It is well known that the oral administration of metformin in humans could improve glycemia, but intravenous administration does not yield similar results. This implies that the action of metformin could be associated with the gut. In recent years, there has been accumulating evidence suggesting that metformin alters the gut microbiota by increasing the mucin-degradingAkkermansia muciniphila, as well as several short-chain fatty acids (SCFAs). The microbial metabolites such as butyrate and propionate may then increase intestinal gluconeogenesis, thereby controlling glycemic control [10]. Additionally, metformin was reported to restore hippocampal neurogenesis, as well as learning and memory by regulating the gut microbiota [11]. On the other hand, acne vulgaris has long been reported to affect some gastrointestinal mechanisms [12–15]. However, the notion that metformin treatment could improve acne vulgaris by modulating the gut microbiota has not been explored. Moreover, the underlying mechanism of action by metformin is also relatively unknown, but this will be discussed in this study based on results from both human and animal models.

2. Materials and Methods

2.1. Population

From June 2019 to April 2020, 46 patients who were diagnosed with moderate to severe acne vulgaris and 20 healthy controls were enrolled in this study. All participants aged 18 to 30 years came from universities in Luzhou city, Sichuan province. The severity of acne vulgaris was determined using the GAGS score, where GAGS≥ 19 was defined as moderate to severe acne vulgaris. The exclusion criteria were as follows: other dermatoses such as atopic dermatitis, eczema, psoriasis, ichthyosis, and inflammatory bowel syndrome; systemic diseases such as obesity, fatty liver disease, diabetes mellitus, and malignancy; addiction to smoking and alcohol. All patients included in this study were treatment-naïve and were required not to take any systemic antibiotics, retinoids, corticosteroids, or immunosuppressive agents within a period of six months. Before the study procedures, all participants signed written informed consent forms that emphasized the use of data and samples for scientific purposes. The study was approved by the ethics committees of the hospital, affiliated with Southwest Medical University (no: KY2019139).

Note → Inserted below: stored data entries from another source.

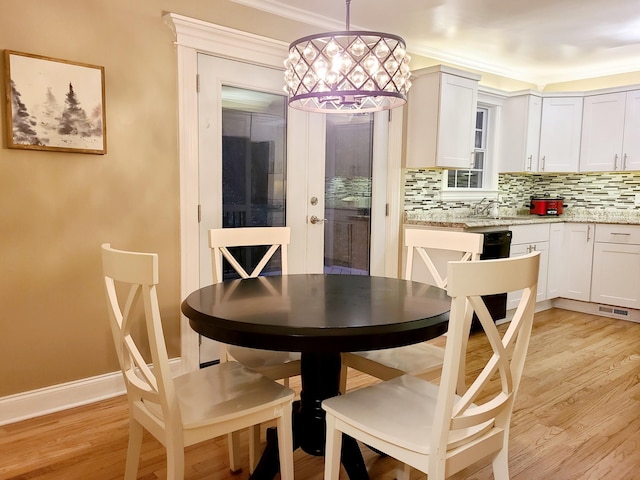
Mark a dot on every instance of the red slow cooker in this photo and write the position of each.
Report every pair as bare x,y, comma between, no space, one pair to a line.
546,205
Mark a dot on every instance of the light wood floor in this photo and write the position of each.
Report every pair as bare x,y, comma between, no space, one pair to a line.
577,417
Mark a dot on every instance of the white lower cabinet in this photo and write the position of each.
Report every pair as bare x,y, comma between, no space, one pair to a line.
615,276
527,239
556,258
576,261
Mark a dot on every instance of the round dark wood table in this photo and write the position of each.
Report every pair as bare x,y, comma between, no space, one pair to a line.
319,316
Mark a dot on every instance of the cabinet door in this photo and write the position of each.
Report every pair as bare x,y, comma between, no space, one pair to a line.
441,120
522,249
631,142
556,260
560,134
602,129
456,126
616,270
520,137
577,248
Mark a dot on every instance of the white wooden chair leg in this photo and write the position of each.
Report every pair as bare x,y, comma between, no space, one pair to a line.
343,378
233,442
136,431
175,461
403,471
285,443
254,447
332,450
501,465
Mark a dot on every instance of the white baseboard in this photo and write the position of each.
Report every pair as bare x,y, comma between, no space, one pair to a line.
621,313
22,406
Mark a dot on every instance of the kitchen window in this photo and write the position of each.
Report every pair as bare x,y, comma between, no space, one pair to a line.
481,180
474,177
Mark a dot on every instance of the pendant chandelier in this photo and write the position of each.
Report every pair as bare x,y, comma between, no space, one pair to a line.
347,72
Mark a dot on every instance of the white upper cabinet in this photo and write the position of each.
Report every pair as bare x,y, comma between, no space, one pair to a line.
442,107
610,126
520,131
560,134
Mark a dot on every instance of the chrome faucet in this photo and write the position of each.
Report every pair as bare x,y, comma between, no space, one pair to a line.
490,209
478,207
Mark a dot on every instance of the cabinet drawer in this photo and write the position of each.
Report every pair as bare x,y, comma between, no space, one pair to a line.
626,234
538,232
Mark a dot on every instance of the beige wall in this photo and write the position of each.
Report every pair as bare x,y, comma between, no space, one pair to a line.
57,208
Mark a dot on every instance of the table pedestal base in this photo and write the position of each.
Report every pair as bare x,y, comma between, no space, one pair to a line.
320,380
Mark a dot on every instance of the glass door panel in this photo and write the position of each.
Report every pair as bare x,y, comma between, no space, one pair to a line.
253,168
348,167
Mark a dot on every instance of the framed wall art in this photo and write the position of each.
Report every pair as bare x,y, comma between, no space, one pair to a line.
54,104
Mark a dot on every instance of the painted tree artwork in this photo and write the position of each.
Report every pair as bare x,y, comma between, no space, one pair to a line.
54,104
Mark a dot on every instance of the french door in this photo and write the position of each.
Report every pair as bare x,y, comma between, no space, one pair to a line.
263,164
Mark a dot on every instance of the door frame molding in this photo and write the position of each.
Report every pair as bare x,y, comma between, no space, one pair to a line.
194,36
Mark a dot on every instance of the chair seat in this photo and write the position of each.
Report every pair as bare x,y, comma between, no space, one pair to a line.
222,392
401,411
275,365
417,359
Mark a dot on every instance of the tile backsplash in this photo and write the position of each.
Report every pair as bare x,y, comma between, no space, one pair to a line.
605,191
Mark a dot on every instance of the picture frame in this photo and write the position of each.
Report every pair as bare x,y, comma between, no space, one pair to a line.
55,105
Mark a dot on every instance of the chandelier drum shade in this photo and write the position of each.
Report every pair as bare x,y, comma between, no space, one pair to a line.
347,72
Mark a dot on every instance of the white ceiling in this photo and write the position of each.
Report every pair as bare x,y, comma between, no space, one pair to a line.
537,41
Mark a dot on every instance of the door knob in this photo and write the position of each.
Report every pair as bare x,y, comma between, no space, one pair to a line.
315,219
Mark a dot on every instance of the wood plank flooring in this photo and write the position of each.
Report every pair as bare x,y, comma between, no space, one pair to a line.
577,417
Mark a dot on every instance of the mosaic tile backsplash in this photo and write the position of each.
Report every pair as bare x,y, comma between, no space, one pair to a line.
605,191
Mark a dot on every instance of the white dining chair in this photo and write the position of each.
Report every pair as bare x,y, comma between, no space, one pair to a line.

2.2. Clinical Trail Design

Patients were randomly selected to receive the isotretinoin capsule (0.25 mg/kg/d) [16] either with (named the AVM group) or without (named the AVP group) the metformin hydrochloride tablet (500 mg) daily, for 12 weeks. The demographic data, including age, gender, body mass index (BMI), and course of disease, were recorded before enrollment. The GAGS score, porphyrin, and red areas obtained using the VISIA-CR™ imaging system (Canfield Scientific Inc., USA) were used to evaluate the level of improvement in the acne patients [17]. Fresh blood and stool samples were taken at the baseline and also 12 weeks after treatment. Blood investigations included the full blood count, renal and liver function tests, fasting blood glucose (GLU), serum insulin (INS), and blood lipids. Fresh stool samples from each participant were collected in sterile containers, immediately homogenized, divided into five aliquots of 220 mg each, frozen at −80°C for 30 minutes, and then prepared for 16S rDNA sequencing. Patients were followed up every month, and pills were counted during each visit to confirm adherence to the study protocol. The full, detailed clinical trial protocol has been registered (ChiCTR2200058107).

2.3. Acne Model Construction

Three-week (100 ± 20 g) and six-week (200 ± 20 g) male SD rats were purchased, and all experiments commenced one week after adaptive feeding. All experiments were repeated three times. The right auricle of the SD rats was chosen as the modeling site. First, 0.3 ml of the oleic acid extract (purity ≥99.8%) was applied evenly on the auricle daily [18]. Meanwhile, an inactivated Cutibacterium acnes (C. acnes) suspension (1 × 10⁷ cells/ml) (ATCC6919; Guangzhou Zuoke Biotechnology Development Co., Ltd., China) [19] was injected subcutaneously into the right auricle at a dose of 50 μl/200 g, once every two days, for two weeks.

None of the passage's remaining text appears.